So, you've taken the recycling out to the curb, and you've replaced a burned out incandescent light bulb with a compact fluorescent. You've put a low-flow showerhead in the bathroom, you set the thermostat a little cooler this winter and sealed up that drafty basement, and maybe you're doing your shopping in a Prius. Shrinking your carbon footprint and saving water is important to you (cutting your energy bills is fun too!), and you're looking for more things you can do to make a difference.
What's next?
How about a peanut butter and jelly sandwich (PB&J)? Your lunchbox might seem like a strange place to change the world, but as it turns out, your next meal could be the most powerful action you take for the environment all day.
Eating one lunch based on plant ingredients instead of the average American lunch saves about two and a half pounds of CO2-equivalent emissions, which is about 40% of what you save commuting one day in a Prius instead of a standard sedan. It saves land compared to the animal-product alternatives, and it also saves 133 gallons of water. That means five PB&Js (or five bean burritos, or five hummus wraps, etc.) will save a month's worth of your water savings from your low flow showerhead.
Funny, your lunch doesn't look big enough to save 133 gallons of water, and it's hard to imagine it making much of a difference in GHG emissions, but there's a lot more that goes into your lunch than what you actually eat. If you're eating something that comes from animals, like meat, dairy products, or eggs, then it took a lot of plant matter like grass or hay, and, in our industrial farming system, a lot of corn and soy, to feed the animals that produced what you're eating. It takes a lot of land and water to grow all that feed, not to mention pesticides and fertilizer. It also takes a lot of fossil fuel to run all the equipment used to grow, transport, and process the feed crops. Burning all that gasoline and diesel produces CO2, and the fertilizers produce other gases like methane and nitrous oxide, which are about 20 and 300 times, respectively, more powerful than CO2.
But it still might not seem obvious how you can save water, land, and emissions by eating more plant-based foods. Won't you have to grow more crops to replace the animal products?

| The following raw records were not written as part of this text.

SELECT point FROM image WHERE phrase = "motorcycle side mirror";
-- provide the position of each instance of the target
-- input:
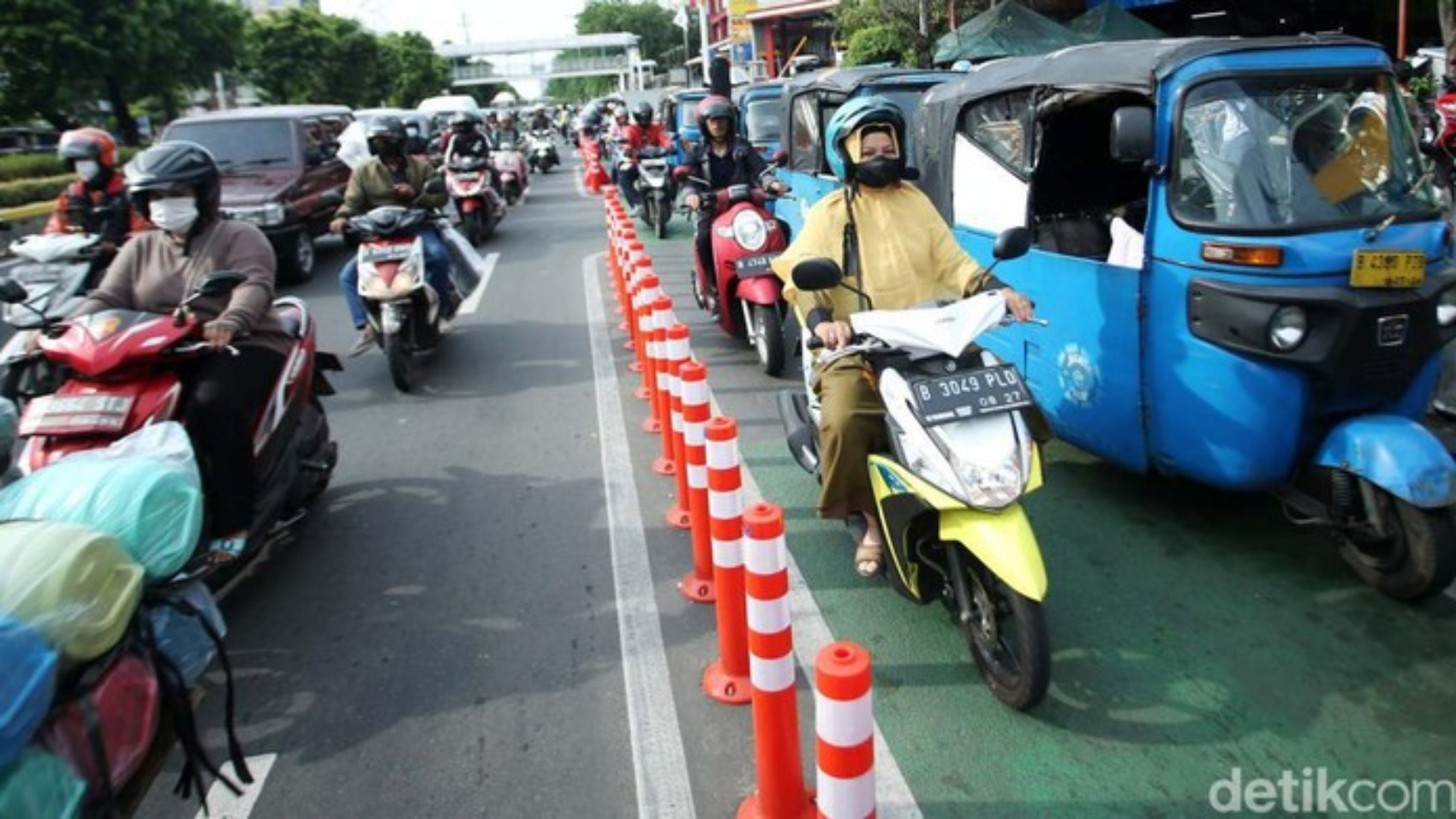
(817, 274)
(1012, 243)
(218, 282)
(12, 292)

The surprising answer is no. The key is that animals are inefficient at converting what they eat into what we eat. Most of what their feed goes to is actually keeping their bodies running, and only a little of it gets added to their muscles for meat or passed along as eggs or milk. In other words, only a little of the corn and soy they eat, and working down the chain, little of the land, water, fuel, and other inputs, go to produce the animal products you eat. So when you skip the middlemen (or middle-cows), you're making more efficient use of our natural resources and avoiding lots of the pollution.

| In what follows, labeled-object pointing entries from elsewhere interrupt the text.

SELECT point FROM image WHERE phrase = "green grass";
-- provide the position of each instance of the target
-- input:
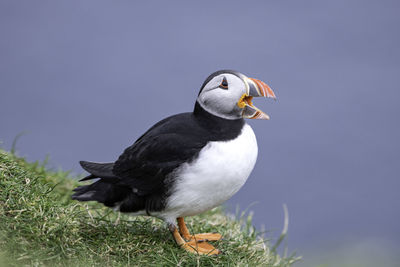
(41, 225)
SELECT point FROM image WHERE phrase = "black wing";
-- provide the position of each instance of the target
(145, 165)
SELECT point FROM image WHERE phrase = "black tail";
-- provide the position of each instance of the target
(107, 190)
(98, 170)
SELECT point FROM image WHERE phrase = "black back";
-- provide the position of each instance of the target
(144, 171)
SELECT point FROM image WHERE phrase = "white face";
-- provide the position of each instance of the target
(220, 97)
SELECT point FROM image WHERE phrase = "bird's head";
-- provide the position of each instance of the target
(229, 94)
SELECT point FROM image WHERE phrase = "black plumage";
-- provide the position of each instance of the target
(141, 177)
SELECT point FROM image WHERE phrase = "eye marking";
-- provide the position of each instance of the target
(224, 84)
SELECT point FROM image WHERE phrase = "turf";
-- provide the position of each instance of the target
(41, 226)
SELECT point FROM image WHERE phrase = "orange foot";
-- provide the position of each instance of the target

And then there are the famous cow farts, the less-famous cow belches, and the even less-famous but very potent and nasty methane and nitrous oxide that come out of all the other ‘products' that come out of livestock - manure. Factor these in, and even beef produced in non-industrial pasture systems produces lots of emissions.
Many recent studies have quantified the relative environmental impact of animal product consumption versus plant product consumption - in other words, choosing between the ham sandwich and the PB&J or between the Mongolian beef and the tofu. The article by Michael Kwan "Ten Studies on Meat & Global Warming" wraps up some of the most important of these reports, including a classic that finds that eating a vegan diet instead of the average American diet cuts greenhouse gas emissions more than driving a Prius versus a standard sedan. A report from the United Nations Food and Agriculture Organization found that the global livestock sector is responsible for about 18% of global warming, compared to 17% from transportation, and yet another report found that easing up on meat and milk consumption can shrink your carbon footprint more than eating local.

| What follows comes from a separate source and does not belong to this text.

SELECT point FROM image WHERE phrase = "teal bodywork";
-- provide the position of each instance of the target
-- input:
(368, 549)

So what are you going to do about it?
Luckily there's a lot you can do, and any meal you're making or ordering at a restaurant is a great place to start. It's also really easy and cheap - not to knock buying a hybrid car, but picking oatmeal for breakfast and eating a few more bean burritos each week might actually save you money.
Feeling ambitious? Try two plant-based meals every day. You might decide to completely eliminate your animal product consumption (go vegan), but you can accomplish a lot focusing on any given meal as an opportunity to pick a plant-based option, similar to deciding to ride the bike to work one morning instead of driving, but maybe driving the next day when it's raining.
You might also decide to use meat, cheese, and other animal products for flavor more than for the substance of the meal - putting meat in its place, as Mark Bittman described in his New York Times Newspaper article explaining how to use meat as a supporting ingredient.
There are many things we can all do to ease our impact on the environment, a lot of opportunities to make the world a better place, from turning the lights on only when needed, to eating carbon-lite meals. No matter which way you go about it - one meal at a time or half a meal at a time - the next time you eat can be a delicious, thrifty action for a better planet.
Feeling hungry?
Bernard Brown is the director of the PB&J Campaign.